What exactly makes a startup "deep tech"?
It is a term that gets stretched, so it helps to be precise. A deep-tech company is one whose product rests on a real scientific or engineering breakthrough, not just a clever app built on top of existing tools. Think new battery chemistries, semiconductor chips, gene therapies or satellite systems.
The defining feature is that the hard technology sits at the core and is difficult to copy. That also means longer research cycles, heavier capital needs and more risk before anything reaches the market.

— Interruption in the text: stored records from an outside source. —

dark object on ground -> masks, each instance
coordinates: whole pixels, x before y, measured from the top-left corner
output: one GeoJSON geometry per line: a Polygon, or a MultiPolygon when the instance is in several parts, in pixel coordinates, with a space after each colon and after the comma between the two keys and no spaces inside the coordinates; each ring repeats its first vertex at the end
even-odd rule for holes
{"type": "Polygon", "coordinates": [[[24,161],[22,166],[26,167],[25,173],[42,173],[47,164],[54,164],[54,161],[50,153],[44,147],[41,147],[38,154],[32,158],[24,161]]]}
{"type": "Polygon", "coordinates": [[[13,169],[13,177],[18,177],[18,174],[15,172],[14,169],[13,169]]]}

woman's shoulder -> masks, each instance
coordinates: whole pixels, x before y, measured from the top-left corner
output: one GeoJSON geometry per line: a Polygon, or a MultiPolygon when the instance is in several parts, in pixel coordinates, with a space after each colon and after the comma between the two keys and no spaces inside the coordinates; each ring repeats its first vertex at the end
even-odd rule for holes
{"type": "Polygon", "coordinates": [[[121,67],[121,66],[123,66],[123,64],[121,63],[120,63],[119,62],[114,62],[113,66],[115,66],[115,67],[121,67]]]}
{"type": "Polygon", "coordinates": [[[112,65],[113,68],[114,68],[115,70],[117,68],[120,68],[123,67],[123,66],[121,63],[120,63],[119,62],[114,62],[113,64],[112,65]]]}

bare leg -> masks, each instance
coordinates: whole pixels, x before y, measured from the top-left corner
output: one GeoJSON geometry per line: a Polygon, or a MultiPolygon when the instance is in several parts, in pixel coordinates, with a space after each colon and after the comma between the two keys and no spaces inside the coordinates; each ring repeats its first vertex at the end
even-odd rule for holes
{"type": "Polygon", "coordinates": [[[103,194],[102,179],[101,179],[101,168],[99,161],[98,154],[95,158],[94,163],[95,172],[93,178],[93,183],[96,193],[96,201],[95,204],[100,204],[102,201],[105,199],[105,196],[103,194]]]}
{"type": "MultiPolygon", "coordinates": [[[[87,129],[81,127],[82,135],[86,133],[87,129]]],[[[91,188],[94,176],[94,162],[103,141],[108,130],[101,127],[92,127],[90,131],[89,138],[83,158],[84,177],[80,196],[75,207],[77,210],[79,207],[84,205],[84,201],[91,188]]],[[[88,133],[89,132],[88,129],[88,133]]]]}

In return, the payoff can be far larger and far more defensible, which is exactly why governments and investors are paying closer attention. A piece of protected intellectual property is harder to compete away than a discount or a marketing budget.
What to watch after Nice
The real test of Bharat Innovates will not be the showcase itself but what follows it. The Ministry says several investors who attended the Bengaluru round were keen to keep the conversation going, and the Nice edition is designed to spark pilots, co-development deals and research tie-ups rather than one-off cheques. If even a handful of these 120 startups convert that interest into lasting partnerships or manufacturing on the ground, India's claim to a "deep-tech decade" will start to look less like a slogan and more like a trajectory. For now, the cohort heading to France is the clearest signal yet of where the country wants its next generation of companies to compete.